- Born: Ghana
- Education: Mount Saint Mary's University Johns Hopkins University
- Occupation: Neurosurgeon;
- Known for: First black female neurosurgeon
- Fields: Neurosurgery

= Nancy Abu-Bonsrah =

Ghanaian neurosurgeon

Nancy Abu-Bonsrah is a Ghanaian neurosurgeon who was the first black female to graduate from Johns Hopkins School of Medicine's neurosurgery program, the school "where the medical discipline of neurological surgery was founded." She was accepted to train at Johns Hopkins in 2017 and graduated in 2024.

== Early life and education ==
Abu-Bonsrah was born in Ghana and moved to Maryland when she was 15. She studied chemistry and biochemistry at Mount Saint Mary's University in Maryland. Then she went to Johns Hopkins University School of Medicine to study medicine. She is the first doctor in her extended family.
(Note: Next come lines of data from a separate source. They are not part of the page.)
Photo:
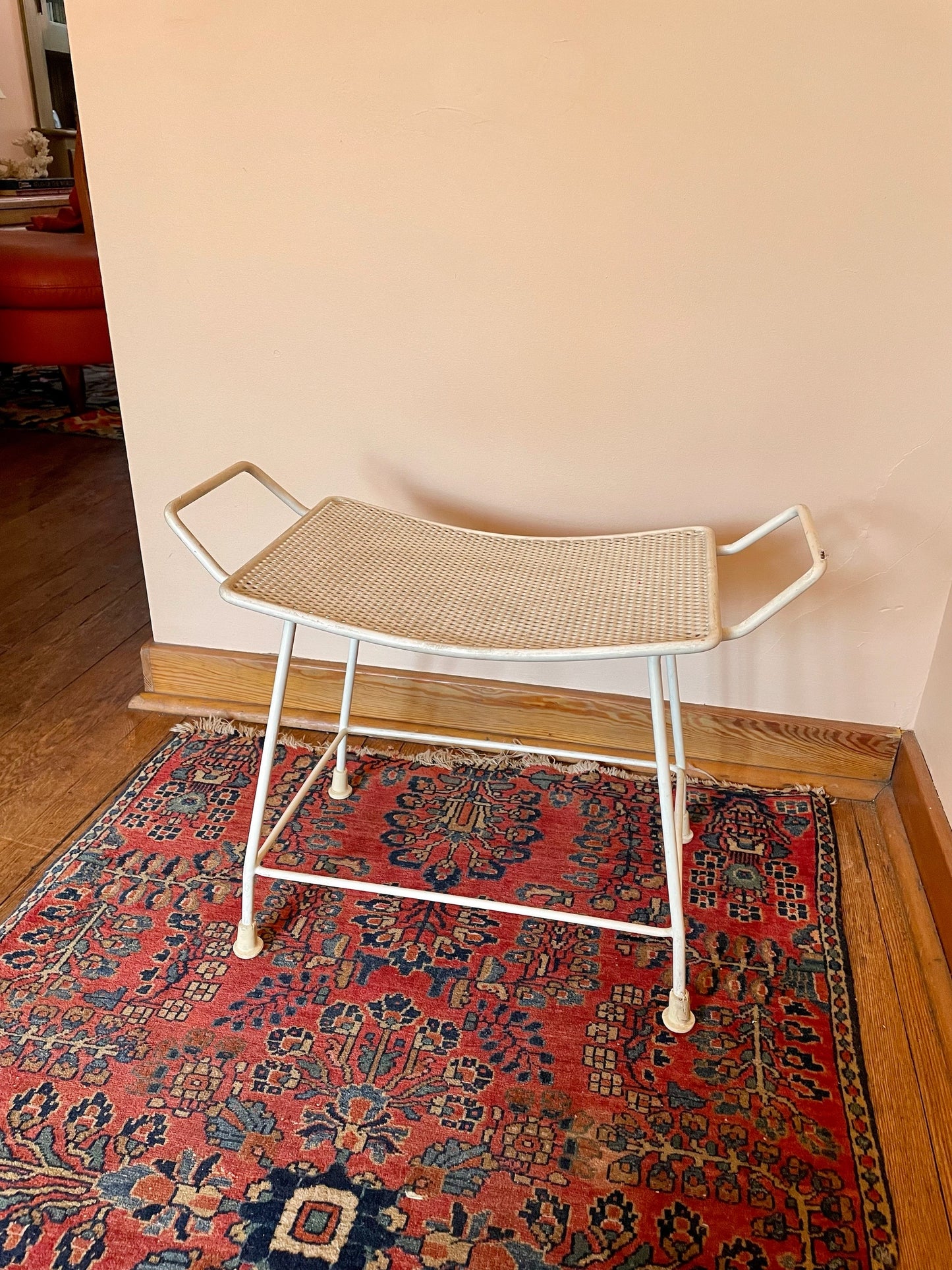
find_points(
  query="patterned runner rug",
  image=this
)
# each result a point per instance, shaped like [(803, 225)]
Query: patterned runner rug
[(34, 397), (398, 1083)]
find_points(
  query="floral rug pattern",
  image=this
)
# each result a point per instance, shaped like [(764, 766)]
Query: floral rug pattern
[(34, 397), (397, 1083)]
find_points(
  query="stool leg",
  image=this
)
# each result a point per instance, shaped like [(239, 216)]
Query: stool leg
[(248, 942), (339, 784), (677, 1015), (681, 798)]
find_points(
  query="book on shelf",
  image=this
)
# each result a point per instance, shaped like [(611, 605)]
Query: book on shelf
[(34, 185)]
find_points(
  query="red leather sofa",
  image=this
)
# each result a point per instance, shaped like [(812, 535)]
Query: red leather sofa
[(51, 305)]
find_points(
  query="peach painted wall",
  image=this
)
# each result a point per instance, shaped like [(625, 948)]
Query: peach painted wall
[(17, 112), (547, 266), (934, 723)]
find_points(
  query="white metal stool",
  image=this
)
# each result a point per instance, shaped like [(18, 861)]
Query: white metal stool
[(371, 574)]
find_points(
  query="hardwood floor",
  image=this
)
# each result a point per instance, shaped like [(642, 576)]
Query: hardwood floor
[(71, 623)]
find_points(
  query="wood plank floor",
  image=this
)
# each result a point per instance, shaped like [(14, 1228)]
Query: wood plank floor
[(72, 618)]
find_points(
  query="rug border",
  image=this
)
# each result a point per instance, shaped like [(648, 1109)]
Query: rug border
[(820, 801)]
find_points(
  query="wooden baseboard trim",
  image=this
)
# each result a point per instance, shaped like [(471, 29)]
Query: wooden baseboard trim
[(200, 681), (928, 832)]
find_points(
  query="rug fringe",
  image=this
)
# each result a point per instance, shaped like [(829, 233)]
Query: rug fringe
[(447, 759)]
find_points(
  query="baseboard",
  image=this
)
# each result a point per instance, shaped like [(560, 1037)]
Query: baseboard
[(928, 832), (200, 681)]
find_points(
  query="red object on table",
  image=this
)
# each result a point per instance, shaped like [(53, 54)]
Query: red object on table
[(68, 220)]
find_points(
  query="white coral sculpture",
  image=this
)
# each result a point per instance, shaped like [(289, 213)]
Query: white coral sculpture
[(36, 148)]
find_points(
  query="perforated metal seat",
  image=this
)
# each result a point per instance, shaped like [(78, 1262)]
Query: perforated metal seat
[(371, 574), (364, 572)]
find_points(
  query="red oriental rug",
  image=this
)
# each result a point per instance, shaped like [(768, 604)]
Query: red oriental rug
[(398, 1083)]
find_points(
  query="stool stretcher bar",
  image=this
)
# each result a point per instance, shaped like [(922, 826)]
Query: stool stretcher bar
[(523, 600)]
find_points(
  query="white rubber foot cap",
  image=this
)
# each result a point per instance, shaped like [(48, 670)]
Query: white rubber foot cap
[(339, 785), (677, 1015), (248, 941)]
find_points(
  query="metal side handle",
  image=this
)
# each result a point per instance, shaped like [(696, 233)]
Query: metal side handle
[(172, 512), (796, 589)]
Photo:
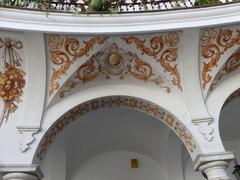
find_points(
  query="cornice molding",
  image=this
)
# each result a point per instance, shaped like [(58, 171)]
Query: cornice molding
[(210, 157), (21, 168), (27, 20)]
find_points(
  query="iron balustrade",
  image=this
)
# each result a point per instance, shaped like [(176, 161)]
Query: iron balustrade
[(122, 6)]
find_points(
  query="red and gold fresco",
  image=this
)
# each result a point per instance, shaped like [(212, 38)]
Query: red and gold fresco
[(12, 79), (162, 48), (116, 101), (215, 43), (230, 66), (114, 62), (65, 52)]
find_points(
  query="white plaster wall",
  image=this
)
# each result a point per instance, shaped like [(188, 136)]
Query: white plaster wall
[(230, 145), (53, 165), (116, 165)]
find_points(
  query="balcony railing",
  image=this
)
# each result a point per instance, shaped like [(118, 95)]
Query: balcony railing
[(121, 6)]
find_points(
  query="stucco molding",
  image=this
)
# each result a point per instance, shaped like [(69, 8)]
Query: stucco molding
[(21, 168), (119, 23), (205, 158), (26, 138), (204, 127)]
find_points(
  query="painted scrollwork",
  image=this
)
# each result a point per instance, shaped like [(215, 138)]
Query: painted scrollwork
[(168, 56), (12, 80), (156, 44), (215, 42), (234, 95), (65, 52), (162, 48), (231, 65), (116, 101), (114, 62)]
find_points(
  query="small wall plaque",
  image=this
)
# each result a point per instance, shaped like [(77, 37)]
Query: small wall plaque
[(134, 163)]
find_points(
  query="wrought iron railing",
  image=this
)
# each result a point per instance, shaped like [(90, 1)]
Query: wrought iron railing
[(121, 6)]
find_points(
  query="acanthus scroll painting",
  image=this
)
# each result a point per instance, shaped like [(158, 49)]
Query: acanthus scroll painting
[(12, 75)]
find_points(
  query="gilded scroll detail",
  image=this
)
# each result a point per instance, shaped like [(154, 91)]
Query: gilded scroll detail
[(64, 52), (116, 101), (12, 79), (214, 43), (111, 63), (231, 65), (162, 48)]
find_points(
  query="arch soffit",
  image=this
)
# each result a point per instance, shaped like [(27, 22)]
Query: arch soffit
[(223, 94), (219, 56), (135, 103)]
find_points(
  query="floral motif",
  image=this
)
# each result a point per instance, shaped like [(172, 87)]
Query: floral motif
[(234, 95), (215, 42), (114, 62), (164, 49), (65, 52), (116, 101), (12, 79), (231, 65)]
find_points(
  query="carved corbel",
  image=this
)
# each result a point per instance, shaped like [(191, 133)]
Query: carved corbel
[(26, 138), (204, 127)]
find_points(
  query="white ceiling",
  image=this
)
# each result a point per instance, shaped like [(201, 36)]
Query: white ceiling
[(115, 129)]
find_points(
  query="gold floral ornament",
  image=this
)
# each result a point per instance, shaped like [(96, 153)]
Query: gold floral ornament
[(111, 63), (162, 48), (64, 52), (215, 42), (116, 101), (231, 65), (12, 79)]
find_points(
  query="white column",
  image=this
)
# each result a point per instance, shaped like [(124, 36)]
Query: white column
[(19, 176), (215, 170)]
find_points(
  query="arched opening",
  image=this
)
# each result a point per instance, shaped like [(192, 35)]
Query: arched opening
[(101, 143), (229, 125)]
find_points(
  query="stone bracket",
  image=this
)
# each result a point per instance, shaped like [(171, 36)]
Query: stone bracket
[(26, 138), (204, 127)]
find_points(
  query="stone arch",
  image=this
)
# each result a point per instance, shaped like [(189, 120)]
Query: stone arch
[(135, 103), (218, 98)]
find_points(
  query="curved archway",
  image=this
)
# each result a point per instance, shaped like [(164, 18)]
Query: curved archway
[(216, 101), (117, 101)]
Her desire to study neurosurgery was the result of shadowing a neurosurgeon when she visited Ghana when she was a junior in college."Usually when I think about brain surgery, I think the brain is sacred and you don't touch it or do anything to it, but to see them do these remarkable surgeries, and have good outcomes was something that impressed me." She also noticed how "overwhelmed" the surgeons appeared to be, saying: "There were countless patients that they had to see and there are so few of them. I thought it would be nice to combine my interest in this field with an opportunity to provide service back to my country and other countries that don't have as much surgical infrastructure."

== Personal life ==
She is married to Kwabena Yamoah, who received his M.D. from University of Maryland School of Medicine. Abu-Bonsrah is a Seventh-day Adventist.

== Awards ==

- Neurosurgeon Research and Education Foundation (NREF) Directed Residency Scholarship award 2021
- Hopkins Neurosurgery Department Irving J. Sherman Traveling Fellowship Award in 2021.
- Johns Hopkins Bloomberg Public Health Practice Awards.2022
- Association for Academic Surgery/Association for Academic Surgery Foundation (AAS/AASF) Global Surgery Research Award in 2022.
- Hopkins Neurosurgery Department Louise Eisenhardt Award in 2023.